The rise in residential construction continues a trend that began last year. Spending for single-family homes rose 1.6 percent while multi-family construction rose 0.3 percent in March, according to figures released this month by the U.S. Commerce Department.

Also, home improvement projects are expected to drive demand for supplies, Harvard University’s Joint Center for Housing Studies predicted in a report last month.

“Existing home sales were up almost 9 percent last year, and house prices are increasing in most markets across the country,” said Eric S. Belsky, the center’s managing director. “This has increased the home equity levels for most homeowners, encouraging them to reinvest in their homes.”

Home Depot, the nation’s largest home improvement retailer, has been witnessing stronger sales in recent months due in part to improving home sales as well as demand for repair supplies from Hurricane Sandy. The company reported $18.2 billion in revenue for the fourth quarter of fiscal year 2012, up 13.9 percent from the same period a year ago.

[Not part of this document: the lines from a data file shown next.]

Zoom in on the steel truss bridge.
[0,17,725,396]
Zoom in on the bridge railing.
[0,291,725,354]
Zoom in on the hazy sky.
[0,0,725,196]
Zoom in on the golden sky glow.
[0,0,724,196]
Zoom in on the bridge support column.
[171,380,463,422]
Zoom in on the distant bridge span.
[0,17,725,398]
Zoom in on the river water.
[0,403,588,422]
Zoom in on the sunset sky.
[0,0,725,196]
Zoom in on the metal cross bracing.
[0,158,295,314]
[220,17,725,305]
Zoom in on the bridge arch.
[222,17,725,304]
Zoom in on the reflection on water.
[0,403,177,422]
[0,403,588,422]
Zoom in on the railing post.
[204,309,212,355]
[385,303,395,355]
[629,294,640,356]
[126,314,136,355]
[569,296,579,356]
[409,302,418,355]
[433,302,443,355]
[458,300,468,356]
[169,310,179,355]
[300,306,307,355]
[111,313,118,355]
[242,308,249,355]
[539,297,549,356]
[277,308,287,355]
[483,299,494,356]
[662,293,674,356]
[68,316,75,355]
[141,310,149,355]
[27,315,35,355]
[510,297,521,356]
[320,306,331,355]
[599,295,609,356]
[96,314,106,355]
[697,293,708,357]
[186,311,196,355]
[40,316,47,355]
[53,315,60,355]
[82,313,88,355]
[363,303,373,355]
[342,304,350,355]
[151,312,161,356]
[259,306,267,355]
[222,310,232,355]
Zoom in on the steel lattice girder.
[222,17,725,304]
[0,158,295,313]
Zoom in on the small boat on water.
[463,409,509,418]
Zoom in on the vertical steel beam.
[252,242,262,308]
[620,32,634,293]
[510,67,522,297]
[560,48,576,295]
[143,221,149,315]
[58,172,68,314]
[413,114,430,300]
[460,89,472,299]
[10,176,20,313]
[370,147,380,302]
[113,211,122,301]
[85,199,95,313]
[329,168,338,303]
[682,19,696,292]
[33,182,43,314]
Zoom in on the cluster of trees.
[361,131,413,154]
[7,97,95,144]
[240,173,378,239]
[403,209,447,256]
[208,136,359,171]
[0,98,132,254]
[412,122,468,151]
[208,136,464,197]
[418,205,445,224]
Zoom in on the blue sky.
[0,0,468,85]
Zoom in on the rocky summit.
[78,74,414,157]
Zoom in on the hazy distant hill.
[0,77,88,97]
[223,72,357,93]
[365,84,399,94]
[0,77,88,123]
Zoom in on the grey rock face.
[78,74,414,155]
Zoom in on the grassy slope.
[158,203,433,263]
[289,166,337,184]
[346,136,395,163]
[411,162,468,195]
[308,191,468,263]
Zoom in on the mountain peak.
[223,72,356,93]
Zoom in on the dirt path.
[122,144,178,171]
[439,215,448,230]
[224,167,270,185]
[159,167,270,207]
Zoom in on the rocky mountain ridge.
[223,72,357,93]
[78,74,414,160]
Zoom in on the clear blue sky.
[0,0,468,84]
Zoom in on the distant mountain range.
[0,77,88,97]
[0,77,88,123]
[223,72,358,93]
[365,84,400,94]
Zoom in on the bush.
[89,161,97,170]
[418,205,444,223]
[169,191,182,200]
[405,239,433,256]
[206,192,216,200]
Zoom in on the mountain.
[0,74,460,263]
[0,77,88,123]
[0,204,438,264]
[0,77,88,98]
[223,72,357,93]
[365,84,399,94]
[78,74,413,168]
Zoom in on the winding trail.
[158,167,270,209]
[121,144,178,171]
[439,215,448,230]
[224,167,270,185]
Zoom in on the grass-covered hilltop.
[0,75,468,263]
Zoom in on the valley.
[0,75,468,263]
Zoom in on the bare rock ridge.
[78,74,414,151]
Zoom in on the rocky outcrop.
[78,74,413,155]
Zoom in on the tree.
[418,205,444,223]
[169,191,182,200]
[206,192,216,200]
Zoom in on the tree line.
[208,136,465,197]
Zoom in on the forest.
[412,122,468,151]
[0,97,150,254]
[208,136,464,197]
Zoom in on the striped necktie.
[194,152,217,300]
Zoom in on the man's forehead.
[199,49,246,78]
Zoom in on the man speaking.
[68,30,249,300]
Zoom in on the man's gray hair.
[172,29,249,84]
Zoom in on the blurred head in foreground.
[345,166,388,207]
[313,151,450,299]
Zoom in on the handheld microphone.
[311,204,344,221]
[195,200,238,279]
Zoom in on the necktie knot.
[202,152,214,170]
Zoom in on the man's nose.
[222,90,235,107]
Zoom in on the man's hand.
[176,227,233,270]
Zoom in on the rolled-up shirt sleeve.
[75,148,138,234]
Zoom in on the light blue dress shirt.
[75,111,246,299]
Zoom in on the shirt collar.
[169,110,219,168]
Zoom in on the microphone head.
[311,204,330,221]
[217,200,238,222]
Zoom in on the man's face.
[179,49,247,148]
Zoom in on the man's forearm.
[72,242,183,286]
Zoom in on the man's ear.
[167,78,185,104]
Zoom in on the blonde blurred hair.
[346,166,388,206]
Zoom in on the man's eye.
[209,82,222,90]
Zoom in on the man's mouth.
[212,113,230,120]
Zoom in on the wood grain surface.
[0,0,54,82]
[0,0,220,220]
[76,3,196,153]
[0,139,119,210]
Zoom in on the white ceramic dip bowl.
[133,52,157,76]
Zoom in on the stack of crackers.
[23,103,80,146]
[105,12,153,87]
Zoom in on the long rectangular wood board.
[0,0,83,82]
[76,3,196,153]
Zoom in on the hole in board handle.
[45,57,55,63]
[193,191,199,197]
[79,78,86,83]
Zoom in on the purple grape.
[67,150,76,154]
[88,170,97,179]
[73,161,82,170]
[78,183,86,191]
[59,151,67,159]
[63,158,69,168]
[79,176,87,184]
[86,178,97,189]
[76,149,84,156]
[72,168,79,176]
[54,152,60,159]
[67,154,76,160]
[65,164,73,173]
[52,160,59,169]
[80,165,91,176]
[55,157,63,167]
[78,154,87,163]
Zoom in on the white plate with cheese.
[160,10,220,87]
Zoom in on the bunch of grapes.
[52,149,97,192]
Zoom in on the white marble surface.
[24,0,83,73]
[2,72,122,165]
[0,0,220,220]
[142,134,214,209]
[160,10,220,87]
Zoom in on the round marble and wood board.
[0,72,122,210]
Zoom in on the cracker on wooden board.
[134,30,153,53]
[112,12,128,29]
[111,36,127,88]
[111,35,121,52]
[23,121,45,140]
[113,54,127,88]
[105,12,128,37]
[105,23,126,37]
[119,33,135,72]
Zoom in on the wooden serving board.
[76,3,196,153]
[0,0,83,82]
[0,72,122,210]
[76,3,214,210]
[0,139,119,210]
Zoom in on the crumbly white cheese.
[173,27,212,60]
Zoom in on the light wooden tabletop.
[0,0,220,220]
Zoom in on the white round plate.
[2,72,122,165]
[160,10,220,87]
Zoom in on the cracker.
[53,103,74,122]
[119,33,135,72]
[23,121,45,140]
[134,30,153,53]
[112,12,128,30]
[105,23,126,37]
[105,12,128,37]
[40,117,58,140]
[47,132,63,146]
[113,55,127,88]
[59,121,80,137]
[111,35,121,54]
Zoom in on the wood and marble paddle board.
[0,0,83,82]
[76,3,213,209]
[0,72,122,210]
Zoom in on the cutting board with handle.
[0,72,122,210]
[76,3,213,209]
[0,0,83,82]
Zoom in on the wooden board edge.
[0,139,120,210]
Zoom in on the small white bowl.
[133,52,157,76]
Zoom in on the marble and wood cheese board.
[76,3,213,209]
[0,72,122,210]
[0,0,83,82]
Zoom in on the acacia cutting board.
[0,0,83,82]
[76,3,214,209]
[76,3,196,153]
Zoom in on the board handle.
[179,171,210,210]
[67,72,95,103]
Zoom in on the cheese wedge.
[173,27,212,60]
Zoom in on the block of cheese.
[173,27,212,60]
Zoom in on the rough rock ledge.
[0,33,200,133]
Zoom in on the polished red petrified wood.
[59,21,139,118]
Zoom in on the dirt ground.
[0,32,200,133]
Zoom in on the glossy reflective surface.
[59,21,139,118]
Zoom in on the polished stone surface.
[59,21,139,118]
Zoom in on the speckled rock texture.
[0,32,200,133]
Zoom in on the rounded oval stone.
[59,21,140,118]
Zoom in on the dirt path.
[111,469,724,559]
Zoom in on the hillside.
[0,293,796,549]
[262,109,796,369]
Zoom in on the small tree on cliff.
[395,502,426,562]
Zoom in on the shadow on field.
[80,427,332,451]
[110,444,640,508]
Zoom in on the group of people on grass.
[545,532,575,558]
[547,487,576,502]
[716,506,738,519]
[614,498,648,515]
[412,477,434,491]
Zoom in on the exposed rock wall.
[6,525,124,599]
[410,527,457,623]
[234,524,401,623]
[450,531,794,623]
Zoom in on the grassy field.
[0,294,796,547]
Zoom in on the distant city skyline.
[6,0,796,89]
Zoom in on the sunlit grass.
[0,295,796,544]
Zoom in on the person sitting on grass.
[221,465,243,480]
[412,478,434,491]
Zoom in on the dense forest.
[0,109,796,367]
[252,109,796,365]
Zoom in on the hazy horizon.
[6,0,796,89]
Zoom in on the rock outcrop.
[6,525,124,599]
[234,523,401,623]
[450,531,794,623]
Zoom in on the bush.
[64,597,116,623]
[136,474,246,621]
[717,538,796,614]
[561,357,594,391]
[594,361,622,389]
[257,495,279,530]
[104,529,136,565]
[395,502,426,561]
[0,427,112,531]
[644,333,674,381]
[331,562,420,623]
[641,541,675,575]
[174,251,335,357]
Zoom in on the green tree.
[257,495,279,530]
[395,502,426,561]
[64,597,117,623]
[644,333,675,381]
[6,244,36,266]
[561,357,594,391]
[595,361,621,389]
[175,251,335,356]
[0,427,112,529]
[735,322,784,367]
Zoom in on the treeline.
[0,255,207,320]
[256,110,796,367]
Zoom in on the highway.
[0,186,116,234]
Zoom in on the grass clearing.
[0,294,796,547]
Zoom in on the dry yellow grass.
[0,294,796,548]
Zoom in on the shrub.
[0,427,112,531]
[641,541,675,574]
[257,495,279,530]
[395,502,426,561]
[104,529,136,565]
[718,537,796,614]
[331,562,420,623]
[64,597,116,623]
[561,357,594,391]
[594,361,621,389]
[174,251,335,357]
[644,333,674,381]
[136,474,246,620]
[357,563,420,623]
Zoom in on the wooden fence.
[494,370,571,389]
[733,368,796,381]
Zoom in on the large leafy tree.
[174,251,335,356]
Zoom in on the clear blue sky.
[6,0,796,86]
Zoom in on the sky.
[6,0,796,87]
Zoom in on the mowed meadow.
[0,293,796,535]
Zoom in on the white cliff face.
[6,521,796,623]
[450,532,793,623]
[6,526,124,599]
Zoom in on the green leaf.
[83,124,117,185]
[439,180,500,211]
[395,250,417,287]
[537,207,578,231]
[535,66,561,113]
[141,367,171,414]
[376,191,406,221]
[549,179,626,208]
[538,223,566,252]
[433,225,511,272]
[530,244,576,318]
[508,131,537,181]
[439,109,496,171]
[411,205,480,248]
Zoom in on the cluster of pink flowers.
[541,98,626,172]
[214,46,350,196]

Goldfarb said sales for also are growing, and that the site competes only minimally with big-box stores such as Lowe’s and Home Depot, saying the home improvement giants are more geared toward “this multibillion dollar brick-and-mortar investment, and they want you in there.”

“They want there in the store to buy the bug spray, and they want you to buy lights and appliances because that’s where they make their money,” he said. “We sell what is in like three aisles in a Home Depot, it’s the lumber and all that stuff. That’s what we are going after.”